Tanaka has shown her determination in disclosing the unsavory dealings of some of her staff and supporting the cut in secret diplomatic funds that have been the source of the scandals. Firing senior personnel who are directly or indirectly tainted by these scandals is further proof of her resoluteness.

But while change must be radical, it also must be carried out sensitively. There is no point in enhancing the current general bureaucracy-bashing wave. Bureaucracy is not inherently bad.

It has developed serious faults because of a lack of political oversight by politicians elected by citizens who wanted more from their candidates than was good for the country as a whole.

Reform also has to be carried out by winning over the most promising and key senior bureaucrats, not by alienating all Foreign Ministry staff.

The third problem is entirely of Tanaka's making and casts doubts on whether she can contribute to solving other problems.

Tanaka has a reputation for being inconsistent, emotional and bad at handling staff. Showing the human face of diplomacy can be an asset in handling foreign nations, and having a woman head the Foreign Ministry of such a male-dominated society is particularly impressive. But it is counterproductive if it confirms latent prejudices about women being unstable and emotional.

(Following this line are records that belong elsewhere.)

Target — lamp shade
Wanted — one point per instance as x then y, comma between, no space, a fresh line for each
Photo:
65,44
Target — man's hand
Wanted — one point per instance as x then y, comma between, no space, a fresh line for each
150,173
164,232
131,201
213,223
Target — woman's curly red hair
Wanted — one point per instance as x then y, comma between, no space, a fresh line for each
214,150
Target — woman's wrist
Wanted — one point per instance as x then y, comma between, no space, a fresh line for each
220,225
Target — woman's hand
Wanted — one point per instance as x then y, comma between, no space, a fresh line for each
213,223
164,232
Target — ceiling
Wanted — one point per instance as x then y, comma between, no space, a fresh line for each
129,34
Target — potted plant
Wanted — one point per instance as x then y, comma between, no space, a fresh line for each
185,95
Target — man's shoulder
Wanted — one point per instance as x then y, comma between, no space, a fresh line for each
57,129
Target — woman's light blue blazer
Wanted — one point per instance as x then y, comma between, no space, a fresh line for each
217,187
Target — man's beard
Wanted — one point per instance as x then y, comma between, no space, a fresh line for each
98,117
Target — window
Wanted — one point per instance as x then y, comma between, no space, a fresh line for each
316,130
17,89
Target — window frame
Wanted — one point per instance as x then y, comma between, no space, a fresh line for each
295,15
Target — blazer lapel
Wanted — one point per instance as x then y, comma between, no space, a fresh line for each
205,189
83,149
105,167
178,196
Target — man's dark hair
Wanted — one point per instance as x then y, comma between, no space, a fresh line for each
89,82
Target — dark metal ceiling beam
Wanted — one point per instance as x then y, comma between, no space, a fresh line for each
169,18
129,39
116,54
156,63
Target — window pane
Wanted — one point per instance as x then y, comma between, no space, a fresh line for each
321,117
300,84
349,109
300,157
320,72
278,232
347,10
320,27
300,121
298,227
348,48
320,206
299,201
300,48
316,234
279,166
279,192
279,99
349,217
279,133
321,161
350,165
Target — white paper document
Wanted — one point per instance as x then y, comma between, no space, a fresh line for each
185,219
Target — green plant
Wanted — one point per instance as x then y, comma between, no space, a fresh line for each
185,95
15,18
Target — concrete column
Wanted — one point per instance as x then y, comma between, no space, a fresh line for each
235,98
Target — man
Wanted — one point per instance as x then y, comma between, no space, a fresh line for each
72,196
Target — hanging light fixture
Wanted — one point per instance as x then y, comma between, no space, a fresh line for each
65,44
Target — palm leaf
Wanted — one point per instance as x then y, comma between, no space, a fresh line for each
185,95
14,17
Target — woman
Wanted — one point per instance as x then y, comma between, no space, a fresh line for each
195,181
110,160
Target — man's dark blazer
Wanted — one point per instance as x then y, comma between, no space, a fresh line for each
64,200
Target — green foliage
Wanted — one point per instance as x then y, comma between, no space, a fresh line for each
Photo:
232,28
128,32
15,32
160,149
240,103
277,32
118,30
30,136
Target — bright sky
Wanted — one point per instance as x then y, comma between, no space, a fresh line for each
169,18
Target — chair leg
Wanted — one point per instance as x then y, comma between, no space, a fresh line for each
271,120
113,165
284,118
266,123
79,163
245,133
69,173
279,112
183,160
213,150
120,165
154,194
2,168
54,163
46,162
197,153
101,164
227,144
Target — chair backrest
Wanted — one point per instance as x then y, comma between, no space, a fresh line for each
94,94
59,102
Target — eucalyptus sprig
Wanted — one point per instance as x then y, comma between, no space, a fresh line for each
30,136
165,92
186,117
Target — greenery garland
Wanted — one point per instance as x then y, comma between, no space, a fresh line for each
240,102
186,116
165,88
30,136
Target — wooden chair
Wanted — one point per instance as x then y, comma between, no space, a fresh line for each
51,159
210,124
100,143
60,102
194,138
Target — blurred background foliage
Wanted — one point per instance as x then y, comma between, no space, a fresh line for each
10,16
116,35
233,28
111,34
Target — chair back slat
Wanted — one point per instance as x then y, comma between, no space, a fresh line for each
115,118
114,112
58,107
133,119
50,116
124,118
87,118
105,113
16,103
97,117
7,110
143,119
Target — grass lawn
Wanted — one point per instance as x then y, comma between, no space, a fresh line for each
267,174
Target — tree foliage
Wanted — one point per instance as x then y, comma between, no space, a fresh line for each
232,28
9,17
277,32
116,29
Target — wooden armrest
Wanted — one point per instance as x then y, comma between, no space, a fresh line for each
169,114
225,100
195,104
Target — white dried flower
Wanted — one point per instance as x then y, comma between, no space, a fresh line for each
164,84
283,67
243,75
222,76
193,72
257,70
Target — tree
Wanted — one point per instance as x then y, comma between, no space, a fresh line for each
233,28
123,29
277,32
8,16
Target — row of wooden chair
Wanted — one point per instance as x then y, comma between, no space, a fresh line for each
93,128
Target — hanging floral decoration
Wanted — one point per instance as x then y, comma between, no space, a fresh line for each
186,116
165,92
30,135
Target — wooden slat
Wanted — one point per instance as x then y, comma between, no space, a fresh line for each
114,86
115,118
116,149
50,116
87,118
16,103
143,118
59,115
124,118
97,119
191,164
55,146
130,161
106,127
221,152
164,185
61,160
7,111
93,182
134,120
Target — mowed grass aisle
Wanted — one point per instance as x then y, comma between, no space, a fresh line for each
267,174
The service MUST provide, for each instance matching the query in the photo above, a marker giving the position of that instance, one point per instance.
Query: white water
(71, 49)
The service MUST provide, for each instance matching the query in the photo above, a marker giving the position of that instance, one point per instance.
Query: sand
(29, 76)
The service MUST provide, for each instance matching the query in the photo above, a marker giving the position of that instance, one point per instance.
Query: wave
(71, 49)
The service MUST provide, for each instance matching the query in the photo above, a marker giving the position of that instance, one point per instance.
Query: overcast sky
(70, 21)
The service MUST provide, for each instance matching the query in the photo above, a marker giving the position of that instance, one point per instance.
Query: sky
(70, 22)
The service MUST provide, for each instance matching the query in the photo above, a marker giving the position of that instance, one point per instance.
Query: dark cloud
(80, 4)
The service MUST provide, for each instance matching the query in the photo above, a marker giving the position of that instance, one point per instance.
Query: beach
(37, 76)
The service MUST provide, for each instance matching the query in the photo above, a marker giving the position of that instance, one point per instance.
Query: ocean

I am sure Tanaka is aware of these problems, but it is unclear whether she has the strength to overcome her own weaknesses as well as those left for her by others.

I argue the current situation warrants giving her another chance, because she is the ideal person to strongly address diplomatic and corruption problems and because Koizumi will only part with her if she becomes an intolerable liability.

The author is a professor at Newcastle University in England and specializes in Japanese foreign and security policies.